To be sure, a less stressful, more rewarding and democratic economic order would be a welcome and health-enhancing thing, yet an extreme over-dependency on hazardous and potentially deadly vaccines, merged with the WHO’s apparent efforts to get more power, could quickly overturn whatever benefits an economic-health alignment may achieve.
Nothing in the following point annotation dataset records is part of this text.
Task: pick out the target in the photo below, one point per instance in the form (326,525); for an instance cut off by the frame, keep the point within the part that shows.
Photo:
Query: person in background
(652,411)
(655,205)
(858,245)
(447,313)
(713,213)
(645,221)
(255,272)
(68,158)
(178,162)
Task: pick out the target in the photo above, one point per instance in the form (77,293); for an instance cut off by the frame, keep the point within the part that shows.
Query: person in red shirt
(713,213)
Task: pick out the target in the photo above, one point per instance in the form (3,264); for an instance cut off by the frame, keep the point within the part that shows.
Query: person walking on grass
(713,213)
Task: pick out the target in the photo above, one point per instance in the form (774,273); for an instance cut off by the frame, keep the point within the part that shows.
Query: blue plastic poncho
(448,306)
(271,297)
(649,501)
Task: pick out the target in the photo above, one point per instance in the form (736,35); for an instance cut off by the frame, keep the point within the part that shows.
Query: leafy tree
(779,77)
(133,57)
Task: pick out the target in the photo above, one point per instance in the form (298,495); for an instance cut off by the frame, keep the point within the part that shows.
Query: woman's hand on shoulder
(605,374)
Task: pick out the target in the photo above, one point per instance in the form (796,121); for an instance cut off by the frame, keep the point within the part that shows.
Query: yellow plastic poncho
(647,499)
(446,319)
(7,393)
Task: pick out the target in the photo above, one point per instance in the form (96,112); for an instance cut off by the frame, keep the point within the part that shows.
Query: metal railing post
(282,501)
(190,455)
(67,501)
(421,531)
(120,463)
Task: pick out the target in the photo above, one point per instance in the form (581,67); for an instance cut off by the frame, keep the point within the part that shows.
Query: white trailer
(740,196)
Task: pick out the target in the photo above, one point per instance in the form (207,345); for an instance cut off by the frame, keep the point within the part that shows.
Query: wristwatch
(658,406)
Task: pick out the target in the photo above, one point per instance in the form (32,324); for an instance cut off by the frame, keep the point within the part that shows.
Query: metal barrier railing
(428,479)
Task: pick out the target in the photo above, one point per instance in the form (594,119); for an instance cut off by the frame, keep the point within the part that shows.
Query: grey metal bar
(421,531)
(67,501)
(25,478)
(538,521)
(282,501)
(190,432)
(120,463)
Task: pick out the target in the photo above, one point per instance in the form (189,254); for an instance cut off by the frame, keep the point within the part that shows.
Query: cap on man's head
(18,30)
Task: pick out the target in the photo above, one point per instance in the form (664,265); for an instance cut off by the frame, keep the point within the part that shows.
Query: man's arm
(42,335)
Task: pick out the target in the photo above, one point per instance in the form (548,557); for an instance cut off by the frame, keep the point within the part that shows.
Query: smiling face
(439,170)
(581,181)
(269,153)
Public Action Can Be Effective

Thanks largely to the efforts, often against formidable odds, of vaccine choice and alternative health individuals, groups, and organisations, including sceptical and vigilant alternative news outlets such as UK Column, significant public opposition and political pressure have contributed to the ‘watering down’ and delays of the Pandemic Treaty. The WHO and its allied agencies call this effective opposition ‘misinformation’, while others call it the fruits of free speech. 

Apparently undeterred, the WHO is trying to maintain the agreement’s momentum, with Director-General Tedros Adhanom Ghebreyesus urging WHO member countries to keep working with urgency despite the delays, especially now with the announced Ebola outbreak, which comes following the hantavirus cruise ship outbreak, as well as bird flu, monkeypox and other health threats that the WHO has periodically announced as potential or actual epidemic/pandemic candidates.

A version of the WHO Pandemic Agreement was adopted in May 2025. But adoption does not mean the pact has been finalised or implemented. Negotiations have been fraught with gridlock. So, while an attempted finalisation of the treaty may not come until at least May 2027, it remains to be seen exactly how this Ebola matter will affect the ‘metrics’ of the situation.